After a lot of initial awkwardness, they go on a date.  He especially wows her when he tells her a story about the time he split his pants as a little kid.  (You’d think a guy with this much pants related trauma wouldn’t be suitable boyfriend material, but then again, I’ve never been able to understand women, so what do I know?)  When the date is over he thanks her for everything and she replies “Maybe you can do something like that for me some day.” 


Gee, I wish some girl would discreetly ask me to wash her piss stained drawers.


This leads to a lot of romantic scenes of Billy and Sherry frolicking in open fields that are filmed with all the intimacy of a tampon commercial.  He invites Sherry and her friend back to his house where Pa cooks them some strange meat.  Pa assures them all, “It’s veal!” 

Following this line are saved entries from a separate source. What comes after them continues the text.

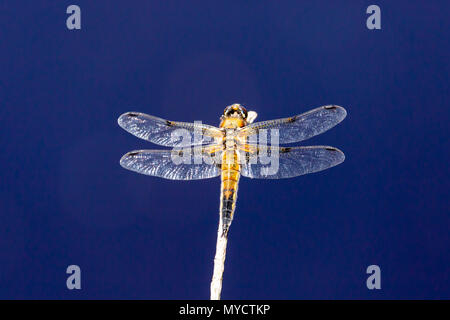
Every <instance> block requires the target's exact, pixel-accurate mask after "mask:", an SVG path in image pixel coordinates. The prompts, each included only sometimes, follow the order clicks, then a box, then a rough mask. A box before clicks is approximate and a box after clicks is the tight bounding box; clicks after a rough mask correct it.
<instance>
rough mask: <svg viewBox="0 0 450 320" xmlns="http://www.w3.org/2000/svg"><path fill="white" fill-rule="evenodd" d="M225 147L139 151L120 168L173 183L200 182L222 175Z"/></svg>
mask: <svg viewBox="0 0 450 320" xmlns="http://www.w3.org/2000/svg"><path fill="white" fill-rule="evenodd" d="M221 154H222V146H220V145H210V146H199V147H188V148H183V149H173V150H137V151H131V152H128V153H127V154H125V155H124V156H123V157H122V159H120V165H121V166H122V167H124V168H125V169H128V170H131V171H135V172H137V173H141V174H146V175H150V176H156V177H160V178H164V179H170V180H198V179H207V178H214V177H217V176H219V175H220V173H221V171H220V159H221Z"/></svg>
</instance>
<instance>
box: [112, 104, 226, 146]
mask: <svg viewBox="0 0 450 320" xmlns="http://www.w3.org/2000/svg"><path fill="white" fill-rule="evenodd" d="M117 122H118V123H119V125H120V126H121V127H122V128H124V129H125V130H126V131H128V132H129V133H131V134H133V135H135V136H136V137H139V138H141V139H144V140H147V141H150V142H153V143H155V144H159V145H161V146H166V147H186V146H191V145H202V144H206V143H211V142H212V141H213V139H214V138H221V137H222V136H223V133H222V131H220V129H218V128H216V127H213V126H209V125H206V124H200V123H188V122H177V121H169V120H165V119H161V118H158V117H154V116H150V115H148V114H145V113H140V112H127V113H124V114H122V115H121V116H120V117H119V119H118V121H117Z"/></svg>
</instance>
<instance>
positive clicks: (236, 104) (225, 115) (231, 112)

Audience Poll:  Do you think the “veal” is actually the four skinnydippers? 


That night, Billy gives Sherry a taste of HIS veal, if you know what I mean, but he only lasts about 30 seconds.  Heck, if she still loves him after pissing himself, a little thing like premature ejaculation won’t worry her one bit.  Afterwards, Sherry’s friend ends up with a pick axe in her abdomen and then… there’s a fairly decent “surprise twist” that I won’t reveal for you. 


Sherry gets out of bed and starts looking for her missing friend until she wanders out into the shed and finds out WHY the film is called Three on a Meathook. 


In the Psycho inspired ending, a psychiatrist gives an unnecessarily lengthy explanation as to why the killer does what he does. 


The film is usually dismissed as a cheap Texas Chainsaw Massacre copy, but this flick was actually released two whole years BEFORE Chainsaw.  It’s actually closer to Psycho, except there’s a cannibalism subplot.  Like both of those films, it is based (very loosely) on the real life exploits of America’s most notorious serial killer Ed Gein. 


Director William Girdler does a fine job with all the gory exploitation goodies.  He delivers on the blood and dismemberment and shows more than a fair share of female flesh.  While the film tends to drag during Billy’s courtship of the waitress, there’s enough of the red stuff to go around to make up for it.   


The film co-stars Linda Thompson (who was famous primarily because she dated Elvis) making her film debut.  She also shows the world her rack, so that probably at least made the King happy.